La riserva naturale del Meisino è stata quindi depauperata di vegetazione, di fauna e persino di suolo: benché sulla carta la terra di scavo debba restare tutta nel parco per essere usata per reinterri, ne stanno venendo portate via camionate, scaricate in un sito di Volpiano. Il bottino di terra e di legna estratti dalla riserva naturale si somma così agli introiti conseguiti dalle ditte che si sono aggiudicati appalti e subappalti.
Il depauperamento dell’area verde pubblica ovviamente si riflette anche sulle nostre tasche, perché il costo complessivo del progetto resta prossimo agli 11 milioni di euro, anche dopo la Variante. Soldi pubblici (PNRR) che per di più dovremo restituire in parte all’Unione Europea.
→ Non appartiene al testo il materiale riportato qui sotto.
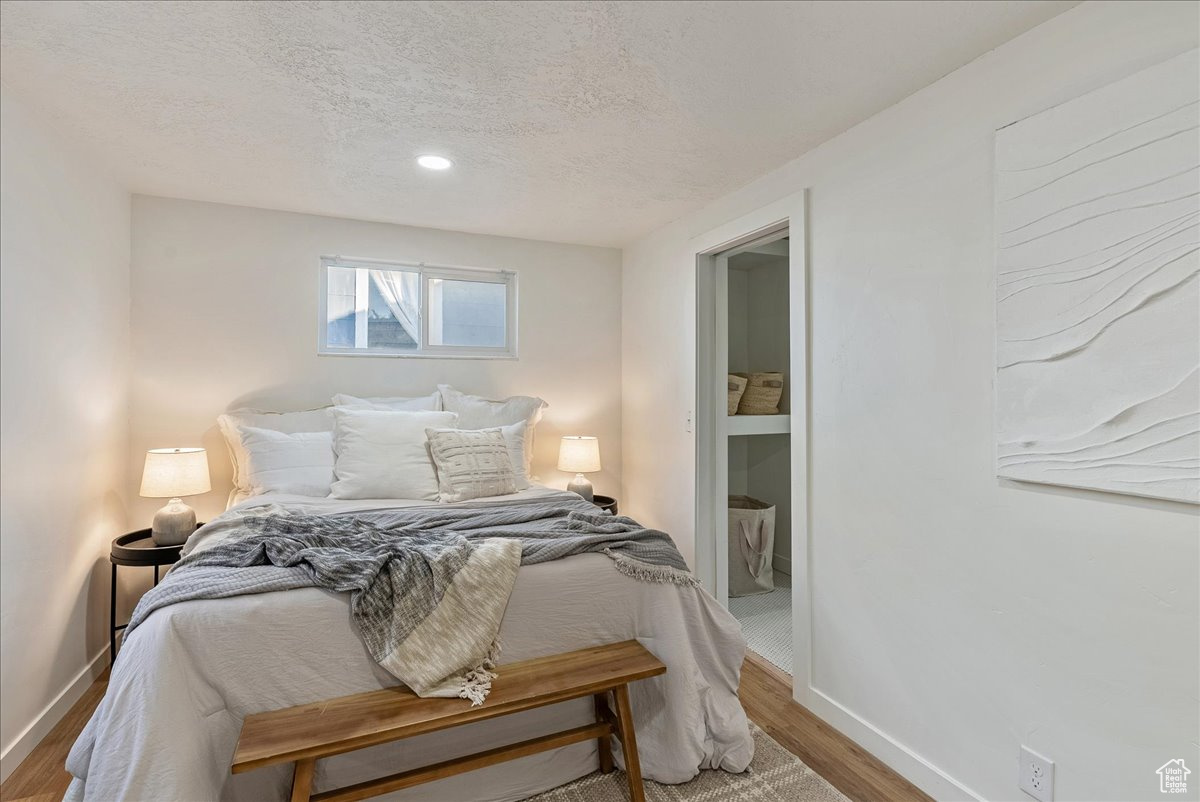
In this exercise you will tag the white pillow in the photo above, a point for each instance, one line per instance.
(431, 402)
(514, 438)
(309, 420)
(472, 464)
(300, 462)
(480, 413)
(381, 454)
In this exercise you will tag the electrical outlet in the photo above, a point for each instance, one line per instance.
(1037, 776)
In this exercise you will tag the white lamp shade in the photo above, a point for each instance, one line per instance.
(579, 455)
(172, 472)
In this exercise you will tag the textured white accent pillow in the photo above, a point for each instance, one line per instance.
(431, 402)
(472, 464)
(231, 424)
(381, 454)
(475, 412)
(300, 462)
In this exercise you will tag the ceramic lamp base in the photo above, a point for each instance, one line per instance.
(173, 524)
(581, 485)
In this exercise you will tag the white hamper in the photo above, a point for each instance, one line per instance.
(751, 546)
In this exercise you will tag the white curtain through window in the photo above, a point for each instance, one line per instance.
(402, 293)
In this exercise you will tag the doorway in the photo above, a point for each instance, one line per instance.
(751, 450)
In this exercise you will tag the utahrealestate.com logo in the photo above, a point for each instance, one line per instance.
(1173, 777)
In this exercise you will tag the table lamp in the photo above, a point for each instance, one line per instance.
(171, 473)
(580, 455)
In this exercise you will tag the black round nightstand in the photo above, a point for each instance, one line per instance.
(136, 549)
(605, 502)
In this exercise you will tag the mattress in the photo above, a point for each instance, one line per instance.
(186, 678)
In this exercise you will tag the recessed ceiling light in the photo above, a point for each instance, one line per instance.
(435, 162)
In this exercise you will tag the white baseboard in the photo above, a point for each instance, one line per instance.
(52, 714)
(906, 762)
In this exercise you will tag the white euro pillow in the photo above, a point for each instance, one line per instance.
(300, 462)
(383, 454)
(431, 402)
(475, 412)
(232, 423)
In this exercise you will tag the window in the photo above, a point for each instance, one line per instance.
(413, 310)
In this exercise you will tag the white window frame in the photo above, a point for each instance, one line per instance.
(425, 271)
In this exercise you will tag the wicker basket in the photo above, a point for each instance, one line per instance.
(762, 395)
(737, 387)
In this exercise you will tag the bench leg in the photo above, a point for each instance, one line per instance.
(601, 705)
(301, 782)
(629, 744)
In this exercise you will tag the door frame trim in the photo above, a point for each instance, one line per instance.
(791, 214)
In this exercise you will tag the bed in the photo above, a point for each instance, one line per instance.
(189, 675)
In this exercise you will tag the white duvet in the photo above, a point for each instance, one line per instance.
(183, 683)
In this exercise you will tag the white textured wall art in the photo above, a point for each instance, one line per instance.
(1098, 288)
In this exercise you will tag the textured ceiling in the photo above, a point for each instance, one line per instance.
(576, 121)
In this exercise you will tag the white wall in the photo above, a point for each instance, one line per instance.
(225, 315)
(64, 377)
(954, 616)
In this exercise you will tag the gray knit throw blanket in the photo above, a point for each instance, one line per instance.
(427, 586)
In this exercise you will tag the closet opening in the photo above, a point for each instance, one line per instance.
(759, 446)
(750, 460)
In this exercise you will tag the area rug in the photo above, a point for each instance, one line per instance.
(775, 774)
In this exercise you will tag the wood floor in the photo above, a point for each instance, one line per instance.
(766, 694)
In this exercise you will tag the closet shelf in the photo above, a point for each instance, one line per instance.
(759, 425)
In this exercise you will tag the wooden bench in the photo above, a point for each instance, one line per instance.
(307, 732)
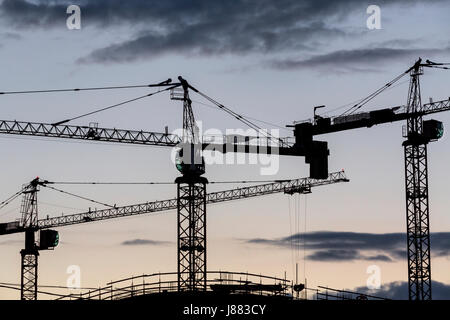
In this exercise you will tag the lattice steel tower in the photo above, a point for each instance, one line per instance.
(191, 202)
(417, 209)
(29, 264)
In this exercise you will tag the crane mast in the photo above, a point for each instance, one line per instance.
(29, 255)
(416, 188)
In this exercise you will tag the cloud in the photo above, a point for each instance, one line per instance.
(198, 27)
(398, 290)
(345, 255)
(356, 59)
(140, 242)
(350, 246)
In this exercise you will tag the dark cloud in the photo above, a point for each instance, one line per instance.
(357, 59)
(350, 246)
(10, 36)
(209, 40)
(398, 290)
(139, 242)
(206, 27)
(345, 255)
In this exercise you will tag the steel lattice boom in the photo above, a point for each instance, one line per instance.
(171, 204)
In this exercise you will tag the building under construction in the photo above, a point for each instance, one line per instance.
(192, 277)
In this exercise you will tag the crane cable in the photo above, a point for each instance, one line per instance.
(10, 199)
(239, 117)
(152, 85)
(258, 120)
(78, 196)
(365, 100)
(371, 96)
(114, 105)
(161, 183)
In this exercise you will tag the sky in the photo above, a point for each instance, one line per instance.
(272, 61)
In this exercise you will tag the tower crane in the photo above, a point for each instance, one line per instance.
(418, 134)
(48, 238)
(191, 186)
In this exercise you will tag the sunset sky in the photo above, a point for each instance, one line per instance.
(272, 61)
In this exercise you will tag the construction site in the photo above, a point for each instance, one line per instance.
(192, 199)
(216, 173)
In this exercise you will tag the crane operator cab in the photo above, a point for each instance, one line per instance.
(189, 160)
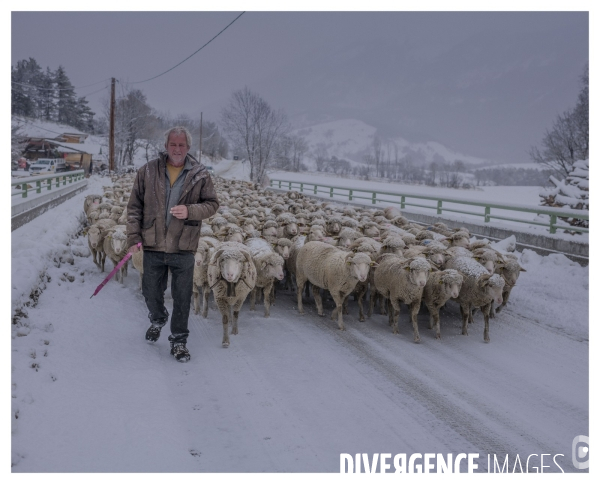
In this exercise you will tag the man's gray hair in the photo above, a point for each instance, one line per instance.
(179, 130)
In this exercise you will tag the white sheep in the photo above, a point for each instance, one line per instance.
(479, 290)
(400, 280)
(327, 267)
(441, 286)
(231, 276)
(269, 266)
(510, 271)
(200, 279)
(115, 247)
(96, 234)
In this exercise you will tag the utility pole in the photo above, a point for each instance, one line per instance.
(200, 159)
(111, 138)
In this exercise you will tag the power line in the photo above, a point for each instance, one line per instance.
(177, 65)
(57, 89)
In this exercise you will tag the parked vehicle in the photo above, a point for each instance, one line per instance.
(48, 165)
(24, 164)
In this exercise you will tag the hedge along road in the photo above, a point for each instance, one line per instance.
(293, 392)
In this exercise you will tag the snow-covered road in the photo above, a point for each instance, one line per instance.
(292, 392)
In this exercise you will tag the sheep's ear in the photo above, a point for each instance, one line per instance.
(484, 280)
(215, 256)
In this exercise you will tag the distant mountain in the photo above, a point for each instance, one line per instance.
(352, 139)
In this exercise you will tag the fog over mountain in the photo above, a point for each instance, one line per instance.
(484, 84)
(489, 95)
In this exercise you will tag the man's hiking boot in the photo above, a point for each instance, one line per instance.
(180, 352)
(153, 334)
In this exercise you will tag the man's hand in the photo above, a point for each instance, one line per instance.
(179, 211)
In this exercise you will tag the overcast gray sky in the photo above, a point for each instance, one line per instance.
(316, 64)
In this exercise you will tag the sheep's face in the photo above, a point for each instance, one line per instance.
(461, 242)
(291, 229)
(316, 233)
(489, 265)
(453, 289)
(283, 251)
(510, 274)
(270, 232)
(345, 241)
(418, 276)
(437, 259)
(494, 293)
(118, 244)
(94, 237)
(334, 228)
(249, 227)
(372, 232)
(230, 269)
(273, 270)
(360, 269)
(200, 256)
(235, 237)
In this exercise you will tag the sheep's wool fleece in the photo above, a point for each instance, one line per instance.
(248, 273)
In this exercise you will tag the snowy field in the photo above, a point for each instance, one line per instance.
(292, 392)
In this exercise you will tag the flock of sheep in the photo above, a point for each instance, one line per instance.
(259, 236)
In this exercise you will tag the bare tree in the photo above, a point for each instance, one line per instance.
(132, 115)
(299, 149)
(568, 139)
(255, 127)
(17, 142)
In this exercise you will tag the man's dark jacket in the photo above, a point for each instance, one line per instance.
(147, 207)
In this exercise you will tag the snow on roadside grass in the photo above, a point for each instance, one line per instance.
(36, 245)
(554, 292)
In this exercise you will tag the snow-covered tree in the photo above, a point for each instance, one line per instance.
(572, 192)
(255, 127)
(568, 140)
(66, 100)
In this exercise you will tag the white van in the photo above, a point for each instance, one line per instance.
(48, 165)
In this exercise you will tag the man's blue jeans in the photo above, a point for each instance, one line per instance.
(154, 285)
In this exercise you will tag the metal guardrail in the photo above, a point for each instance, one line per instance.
(487, 215)
(45, 182)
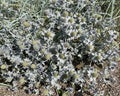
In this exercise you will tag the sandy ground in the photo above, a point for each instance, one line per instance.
(110, 90)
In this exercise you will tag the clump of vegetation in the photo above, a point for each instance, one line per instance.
(56, 44)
Per gli assessori che hanno ideato il progetto e per i funzionari del Comune che eseguendolo beneficiano degli “incentivi per le funzioni tecniche”, questa cifra forse non sarà grande: per noi semplici cittadini è colossale. E la nostra indignazione non cessa di crescere, davanti allo scempio – che dura ormai da 13 mesi – di un’area verde pubblica di valore naturalistico unica in questa città e davanti alla sua conversione in un’accozzaglia di stravaganti attività sportive che a oggi non si sa nemmeno quale soggetto prenderà in gestione”.